Now, we can employ a non-deterministic Turing machine to easily solve our task using the following simple algorithm:

1. $(x_1,\dots,x_n) \leftarrow (s_1,\dots,s_n)$ // initialize $x_i$s
2. Guess a sequence of fill steps $S = ((i_1,j_1),\dots,(i_k,j_k))$
3. for $ l=1 $ to $ k $: $(x_{i_l}, y_{j_l}) \leftarrow fill(i_l,j_l) $
4. if $check()$ = true then return $S$
5. else return false

For people not familiar with the concept of non-deterministic Turing Machines (NTM) here is how it works: if there exists a sequence such that our target fill levels are satisfied then the NTM will guess exactly such a sequence and the algorithm returns it. Otherwise it will return false. I believe the crude guys from the practical branch of CS call this approach brute force(but that's only true when you use a deterministic machine!).

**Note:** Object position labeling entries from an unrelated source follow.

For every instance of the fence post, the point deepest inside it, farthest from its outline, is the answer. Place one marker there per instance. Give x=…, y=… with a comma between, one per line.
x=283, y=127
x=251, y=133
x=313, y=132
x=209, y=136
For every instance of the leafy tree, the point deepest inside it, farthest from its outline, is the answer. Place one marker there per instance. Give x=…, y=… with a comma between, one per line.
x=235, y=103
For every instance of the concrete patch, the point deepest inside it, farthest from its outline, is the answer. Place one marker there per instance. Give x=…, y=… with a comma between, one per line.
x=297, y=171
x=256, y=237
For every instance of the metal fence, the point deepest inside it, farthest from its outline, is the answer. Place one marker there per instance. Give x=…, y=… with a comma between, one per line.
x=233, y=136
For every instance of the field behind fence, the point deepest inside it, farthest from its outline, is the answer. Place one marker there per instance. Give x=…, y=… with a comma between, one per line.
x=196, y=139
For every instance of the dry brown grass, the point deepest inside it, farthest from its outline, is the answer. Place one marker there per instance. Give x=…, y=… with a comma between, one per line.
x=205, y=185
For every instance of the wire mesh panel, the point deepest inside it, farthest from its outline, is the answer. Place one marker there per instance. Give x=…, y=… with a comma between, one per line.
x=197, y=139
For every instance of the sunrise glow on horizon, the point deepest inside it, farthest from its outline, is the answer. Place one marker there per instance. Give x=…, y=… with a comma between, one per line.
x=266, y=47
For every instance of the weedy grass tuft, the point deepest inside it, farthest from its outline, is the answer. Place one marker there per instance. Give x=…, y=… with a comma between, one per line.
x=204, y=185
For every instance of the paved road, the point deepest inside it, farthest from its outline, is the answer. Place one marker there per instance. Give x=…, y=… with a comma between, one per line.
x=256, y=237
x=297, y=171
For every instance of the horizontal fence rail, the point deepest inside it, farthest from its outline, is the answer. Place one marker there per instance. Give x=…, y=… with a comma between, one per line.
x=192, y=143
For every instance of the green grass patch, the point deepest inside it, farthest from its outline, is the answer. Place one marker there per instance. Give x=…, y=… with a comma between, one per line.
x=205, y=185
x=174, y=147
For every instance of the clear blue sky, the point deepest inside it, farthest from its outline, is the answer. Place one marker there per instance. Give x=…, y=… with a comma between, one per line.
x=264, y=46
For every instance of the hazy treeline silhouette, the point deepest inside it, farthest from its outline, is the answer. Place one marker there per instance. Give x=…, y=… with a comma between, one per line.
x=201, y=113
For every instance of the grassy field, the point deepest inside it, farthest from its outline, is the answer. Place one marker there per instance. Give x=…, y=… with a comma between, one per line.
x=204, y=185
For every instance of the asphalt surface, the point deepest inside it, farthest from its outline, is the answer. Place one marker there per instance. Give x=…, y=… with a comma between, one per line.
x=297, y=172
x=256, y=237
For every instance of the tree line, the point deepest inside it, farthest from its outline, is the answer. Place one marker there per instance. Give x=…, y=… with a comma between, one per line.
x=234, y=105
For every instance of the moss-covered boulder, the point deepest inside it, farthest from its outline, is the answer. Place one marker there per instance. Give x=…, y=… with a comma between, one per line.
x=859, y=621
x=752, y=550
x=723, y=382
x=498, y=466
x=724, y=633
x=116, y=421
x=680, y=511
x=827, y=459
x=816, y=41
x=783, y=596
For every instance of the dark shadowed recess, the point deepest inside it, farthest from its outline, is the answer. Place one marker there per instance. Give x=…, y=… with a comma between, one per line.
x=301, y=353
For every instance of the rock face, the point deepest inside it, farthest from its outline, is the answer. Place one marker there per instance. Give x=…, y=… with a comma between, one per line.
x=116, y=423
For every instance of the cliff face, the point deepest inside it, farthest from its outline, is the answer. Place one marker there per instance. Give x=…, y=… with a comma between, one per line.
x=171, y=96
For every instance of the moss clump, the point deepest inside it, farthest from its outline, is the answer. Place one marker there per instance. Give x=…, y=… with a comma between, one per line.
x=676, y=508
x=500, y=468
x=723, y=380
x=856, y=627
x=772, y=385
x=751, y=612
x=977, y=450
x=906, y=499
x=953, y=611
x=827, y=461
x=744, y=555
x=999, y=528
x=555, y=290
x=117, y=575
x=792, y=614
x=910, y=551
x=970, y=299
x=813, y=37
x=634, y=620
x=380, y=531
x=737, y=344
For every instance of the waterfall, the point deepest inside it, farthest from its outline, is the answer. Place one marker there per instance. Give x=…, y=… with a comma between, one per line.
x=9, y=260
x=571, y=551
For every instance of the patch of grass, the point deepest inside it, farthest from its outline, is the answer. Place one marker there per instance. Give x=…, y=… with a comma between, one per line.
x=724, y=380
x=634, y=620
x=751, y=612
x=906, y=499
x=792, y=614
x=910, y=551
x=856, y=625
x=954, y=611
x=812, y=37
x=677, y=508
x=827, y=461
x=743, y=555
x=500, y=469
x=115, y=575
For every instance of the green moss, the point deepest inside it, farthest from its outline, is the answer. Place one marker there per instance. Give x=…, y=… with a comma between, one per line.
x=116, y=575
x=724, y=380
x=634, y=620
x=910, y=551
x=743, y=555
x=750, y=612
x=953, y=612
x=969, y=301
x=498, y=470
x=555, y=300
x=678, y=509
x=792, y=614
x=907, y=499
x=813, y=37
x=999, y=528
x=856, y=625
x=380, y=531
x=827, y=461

Now, what does $k$ look like? How many different filling states across all bottles can you possibly have? Let $c_{max}$ be the maximum capacity over all bottles. $$ k = (c_{max}+1)^n$$ (a $z$ liter bottle can contain $0$ liter thus the $+1$) Why is this sufficient? Suppose there is a working sequence requiring more than $k$ steps. Then some fill state must occur at least twice in the procedure of applying the fill steps thus you have an unnecessary cycle(steps you can remove and still have a working sequence).

On a sidenote: if you fix parameter $n$ (meaning it is not part of the input anymore) then $k$ and therefore the guessed sequence is polynomial w.r.t. to the length of the input(if I'm not mistaken) and therefore this problem lies in $NP$ (instead of returning the sequence simply return true in the decision version). It seems to bear some resemblance to SUBSET-SUM only with more facets I guess.. might it be even NP-complete?

[edit] After thinking about reducing SUBSET-SUM to this I rather believe there might be some non-obvious(at least to me) properties to the transition between fill states which might give rise to an efficient solution (no brute force).